To ensure that Kansa wouldn’t able to find the eighth child, the couple gave them a baby girl in return. In an attempt to kill her, the baby got transformed into Goddess Durga. She warned him to stop his evil deeds.
When Krishna grew up in Vrindavan, he learnt about all the situation and went to Mathura where killed Kansa, and reunited with his parents, Devaki and Vasudeva.
On the occasion of Janmasthami, all the temples in Mathura and Vrindavan are decorated beautifully with flowers and other decorative items. People make the idol of baby Krishna bath, and put it in in the cradle for the celebrations.
The worshippers of Krishna also do stage performances to depict his life incidents and show the special bond with Radha which is also called Raslila.
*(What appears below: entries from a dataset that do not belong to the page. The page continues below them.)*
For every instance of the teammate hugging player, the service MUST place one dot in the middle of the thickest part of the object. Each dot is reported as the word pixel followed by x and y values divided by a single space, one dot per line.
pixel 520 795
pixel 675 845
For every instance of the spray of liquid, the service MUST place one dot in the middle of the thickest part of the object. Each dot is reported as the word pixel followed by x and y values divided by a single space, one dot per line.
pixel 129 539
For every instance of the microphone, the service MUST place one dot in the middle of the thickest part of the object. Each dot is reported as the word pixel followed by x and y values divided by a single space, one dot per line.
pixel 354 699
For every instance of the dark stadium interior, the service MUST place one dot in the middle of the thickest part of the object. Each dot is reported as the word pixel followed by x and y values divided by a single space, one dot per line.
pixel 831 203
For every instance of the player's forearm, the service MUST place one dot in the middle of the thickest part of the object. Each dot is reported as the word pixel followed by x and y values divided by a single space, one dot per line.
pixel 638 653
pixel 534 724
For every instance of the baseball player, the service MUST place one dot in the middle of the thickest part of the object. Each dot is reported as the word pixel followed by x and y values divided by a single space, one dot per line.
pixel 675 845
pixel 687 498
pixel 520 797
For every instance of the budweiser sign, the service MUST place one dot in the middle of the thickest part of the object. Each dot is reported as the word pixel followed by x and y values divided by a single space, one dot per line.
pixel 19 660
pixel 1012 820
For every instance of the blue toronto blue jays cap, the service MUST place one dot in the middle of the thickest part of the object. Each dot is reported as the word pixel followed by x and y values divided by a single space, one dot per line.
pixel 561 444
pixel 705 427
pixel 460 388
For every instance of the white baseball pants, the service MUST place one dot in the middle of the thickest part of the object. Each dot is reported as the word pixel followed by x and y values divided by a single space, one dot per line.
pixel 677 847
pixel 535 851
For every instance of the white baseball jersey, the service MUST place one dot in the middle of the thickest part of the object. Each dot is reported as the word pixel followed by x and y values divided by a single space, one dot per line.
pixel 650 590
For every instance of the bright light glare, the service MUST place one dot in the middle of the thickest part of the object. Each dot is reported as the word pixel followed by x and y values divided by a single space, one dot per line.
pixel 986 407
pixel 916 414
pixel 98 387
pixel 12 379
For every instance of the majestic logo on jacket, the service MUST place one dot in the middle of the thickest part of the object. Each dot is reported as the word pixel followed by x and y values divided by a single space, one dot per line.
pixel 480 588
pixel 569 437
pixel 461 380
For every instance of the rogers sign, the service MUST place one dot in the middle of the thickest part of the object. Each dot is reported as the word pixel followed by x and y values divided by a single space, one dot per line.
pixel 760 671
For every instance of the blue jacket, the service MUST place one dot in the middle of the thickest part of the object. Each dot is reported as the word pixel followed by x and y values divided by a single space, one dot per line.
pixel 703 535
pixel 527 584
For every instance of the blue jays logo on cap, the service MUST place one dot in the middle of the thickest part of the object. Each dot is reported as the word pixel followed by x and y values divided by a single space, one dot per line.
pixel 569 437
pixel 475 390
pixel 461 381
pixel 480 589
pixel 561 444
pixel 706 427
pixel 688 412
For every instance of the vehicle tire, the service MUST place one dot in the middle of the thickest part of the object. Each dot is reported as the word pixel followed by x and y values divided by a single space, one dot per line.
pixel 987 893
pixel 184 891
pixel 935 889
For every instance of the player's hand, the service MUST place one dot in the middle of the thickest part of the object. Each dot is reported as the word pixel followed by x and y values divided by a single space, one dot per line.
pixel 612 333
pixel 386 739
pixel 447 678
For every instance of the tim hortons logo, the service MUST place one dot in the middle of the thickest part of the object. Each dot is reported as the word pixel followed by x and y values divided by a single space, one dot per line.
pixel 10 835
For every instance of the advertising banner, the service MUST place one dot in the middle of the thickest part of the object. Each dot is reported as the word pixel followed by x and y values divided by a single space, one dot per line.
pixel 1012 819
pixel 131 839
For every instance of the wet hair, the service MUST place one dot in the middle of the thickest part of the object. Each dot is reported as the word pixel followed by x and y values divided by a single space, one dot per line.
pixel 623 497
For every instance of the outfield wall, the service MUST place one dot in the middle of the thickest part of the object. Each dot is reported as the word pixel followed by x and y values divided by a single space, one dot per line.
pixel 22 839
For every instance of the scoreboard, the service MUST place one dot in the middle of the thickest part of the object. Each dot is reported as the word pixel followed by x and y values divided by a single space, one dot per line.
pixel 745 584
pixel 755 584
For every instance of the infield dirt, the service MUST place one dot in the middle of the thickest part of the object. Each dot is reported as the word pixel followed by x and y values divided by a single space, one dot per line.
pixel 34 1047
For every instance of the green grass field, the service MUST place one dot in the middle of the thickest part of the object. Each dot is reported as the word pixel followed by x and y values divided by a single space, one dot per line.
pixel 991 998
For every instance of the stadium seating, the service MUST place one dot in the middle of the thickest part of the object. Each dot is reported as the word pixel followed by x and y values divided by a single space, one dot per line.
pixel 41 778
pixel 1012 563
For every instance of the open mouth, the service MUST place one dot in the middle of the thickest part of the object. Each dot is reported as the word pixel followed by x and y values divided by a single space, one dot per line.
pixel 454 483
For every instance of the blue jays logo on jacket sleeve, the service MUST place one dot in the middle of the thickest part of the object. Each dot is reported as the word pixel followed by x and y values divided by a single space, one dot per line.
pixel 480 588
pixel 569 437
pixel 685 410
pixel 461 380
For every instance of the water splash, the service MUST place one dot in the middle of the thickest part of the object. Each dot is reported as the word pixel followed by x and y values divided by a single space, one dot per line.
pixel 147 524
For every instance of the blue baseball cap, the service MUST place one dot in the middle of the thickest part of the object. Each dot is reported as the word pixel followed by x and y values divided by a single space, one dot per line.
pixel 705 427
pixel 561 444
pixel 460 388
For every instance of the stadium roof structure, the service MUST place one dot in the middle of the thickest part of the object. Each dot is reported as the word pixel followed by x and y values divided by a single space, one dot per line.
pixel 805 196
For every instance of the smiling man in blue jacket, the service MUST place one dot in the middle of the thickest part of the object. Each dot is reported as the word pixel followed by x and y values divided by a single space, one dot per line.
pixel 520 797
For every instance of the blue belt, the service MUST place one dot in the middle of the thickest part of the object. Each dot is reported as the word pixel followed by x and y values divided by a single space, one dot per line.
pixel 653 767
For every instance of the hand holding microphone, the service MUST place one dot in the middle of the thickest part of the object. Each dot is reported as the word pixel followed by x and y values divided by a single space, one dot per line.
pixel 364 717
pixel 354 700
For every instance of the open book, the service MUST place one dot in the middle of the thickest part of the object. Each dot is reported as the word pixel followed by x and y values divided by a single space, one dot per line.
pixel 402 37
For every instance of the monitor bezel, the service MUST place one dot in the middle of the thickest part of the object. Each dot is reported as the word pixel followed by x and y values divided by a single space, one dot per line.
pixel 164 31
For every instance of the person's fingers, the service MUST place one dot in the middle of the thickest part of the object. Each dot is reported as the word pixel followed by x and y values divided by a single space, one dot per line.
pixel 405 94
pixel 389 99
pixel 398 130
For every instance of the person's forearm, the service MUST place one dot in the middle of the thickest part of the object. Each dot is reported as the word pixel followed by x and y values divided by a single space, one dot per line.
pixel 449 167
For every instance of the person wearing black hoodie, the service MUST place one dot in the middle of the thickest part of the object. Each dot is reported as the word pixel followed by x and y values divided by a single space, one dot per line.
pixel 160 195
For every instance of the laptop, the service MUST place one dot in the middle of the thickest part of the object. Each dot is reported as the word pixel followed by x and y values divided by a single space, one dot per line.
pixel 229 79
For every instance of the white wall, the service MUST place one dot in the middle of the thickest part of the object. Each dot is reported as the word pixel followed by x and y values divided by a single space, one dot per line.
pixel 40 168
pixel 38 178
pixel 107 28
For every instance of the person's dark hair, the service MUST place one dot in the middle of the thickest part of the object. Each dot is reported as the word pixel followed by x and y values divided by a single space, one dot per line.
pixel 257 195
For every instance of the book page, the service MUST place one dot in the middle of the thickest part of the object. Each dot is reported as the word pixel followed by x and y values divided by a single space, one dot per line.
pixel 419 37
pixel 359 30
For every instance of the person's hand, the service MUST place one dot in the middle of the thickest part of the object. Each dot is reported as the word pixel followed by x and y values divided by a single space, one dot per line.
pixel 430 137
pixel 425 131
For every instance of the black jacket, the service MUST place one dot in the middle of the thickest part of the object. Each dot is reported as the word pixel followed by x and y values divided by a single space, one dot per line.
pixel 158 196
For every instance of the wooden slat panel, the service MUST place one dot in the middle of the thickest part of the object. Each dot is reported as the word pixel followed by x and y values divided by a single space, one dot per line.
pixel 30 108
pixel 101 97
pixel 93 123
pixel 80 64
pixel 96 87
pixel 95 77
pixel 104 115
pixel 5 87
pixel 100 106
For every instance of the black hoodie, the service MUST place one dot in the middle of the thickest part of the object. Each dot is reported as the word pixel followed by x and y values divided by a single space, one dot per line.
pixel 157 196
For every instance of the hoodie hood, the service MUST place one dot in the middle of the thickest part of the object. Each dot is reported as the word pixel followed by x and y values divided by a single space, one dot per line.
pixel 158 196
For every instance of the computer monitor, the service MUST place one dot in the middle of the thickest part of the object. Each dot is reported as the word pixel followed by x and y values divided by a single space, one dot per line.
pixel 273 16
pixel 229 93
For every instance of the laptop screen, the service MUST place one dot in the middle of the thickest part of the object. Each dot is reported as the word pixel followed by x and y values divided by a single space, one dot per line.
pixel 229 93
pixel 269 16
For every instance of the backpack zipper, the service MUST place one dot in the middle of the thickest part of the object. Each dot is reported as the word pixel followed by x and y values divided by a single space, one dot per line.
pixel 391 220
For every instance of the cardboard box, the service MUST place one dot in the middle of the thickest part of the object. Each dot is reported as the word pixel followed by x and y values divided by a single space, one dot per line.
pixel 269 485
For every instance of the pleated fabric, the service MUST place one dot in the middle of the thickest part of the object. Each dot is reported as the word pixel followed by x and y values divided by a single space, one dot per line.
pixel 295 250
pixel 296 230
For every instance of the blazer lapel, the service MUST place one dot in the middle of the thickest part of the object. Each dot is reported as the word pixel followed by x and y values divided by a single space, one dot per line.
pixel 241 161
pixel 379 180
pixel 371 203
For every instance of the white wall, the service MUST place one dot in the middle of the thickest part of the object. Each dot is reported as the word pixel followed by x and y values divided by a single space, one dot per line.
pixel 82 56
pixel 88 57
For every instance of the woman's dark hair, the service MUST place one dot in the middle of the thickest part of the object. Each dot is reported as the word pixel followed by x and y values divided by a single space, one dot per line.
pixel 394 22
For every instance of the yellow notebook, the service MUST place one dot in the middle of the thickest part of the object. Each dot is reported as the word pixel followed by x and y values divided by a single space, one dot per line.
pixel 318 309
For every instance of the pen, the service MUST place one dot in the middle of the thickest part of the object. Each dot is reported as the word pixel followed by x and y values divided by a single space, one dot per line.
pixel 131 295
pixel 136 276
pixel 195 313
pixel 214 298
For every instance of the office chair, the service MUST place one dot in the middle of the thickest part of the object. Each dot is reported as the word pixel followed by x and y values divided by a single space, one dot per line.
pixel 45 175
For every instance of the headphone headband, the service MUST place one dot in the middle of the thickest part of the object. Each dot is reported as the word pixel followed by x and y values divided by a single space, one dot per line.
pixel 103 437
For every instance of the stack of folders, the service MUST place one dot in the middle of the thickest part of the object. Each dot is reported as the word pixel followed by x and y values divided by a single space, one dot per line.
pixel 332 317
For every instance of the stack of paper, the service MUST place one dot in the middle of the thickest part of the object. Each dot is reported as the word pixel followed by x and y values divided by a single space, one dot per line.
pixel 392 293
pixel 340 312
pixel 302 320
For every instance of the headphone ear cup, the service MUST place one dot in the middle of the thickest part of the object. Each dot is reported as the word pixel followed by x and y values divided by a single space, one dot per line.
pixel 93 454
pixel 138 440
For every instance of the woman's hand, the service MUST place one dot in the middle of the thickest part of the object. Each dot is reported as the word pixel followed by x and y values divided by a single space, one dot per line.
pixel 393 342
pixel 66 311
During the childhood days, Krishna was known for his mischievous activities and steals butter from the earthen pots. This is why people of Maharashtra play Dahi Handi every year on Janmashtami.
No doubt, the COVID-19 pandemic has transformed the way we used to celebrate our major festivals like Krishna Janmashtami. Earlier, people used to visit the temples to seek blessings of Lord Krishna on Janmashtami. But, due to the rising cases of corona, they couldn’t do it anymore. This year, it will be celebrated on 30th August and will take a virtual route with few relaxations.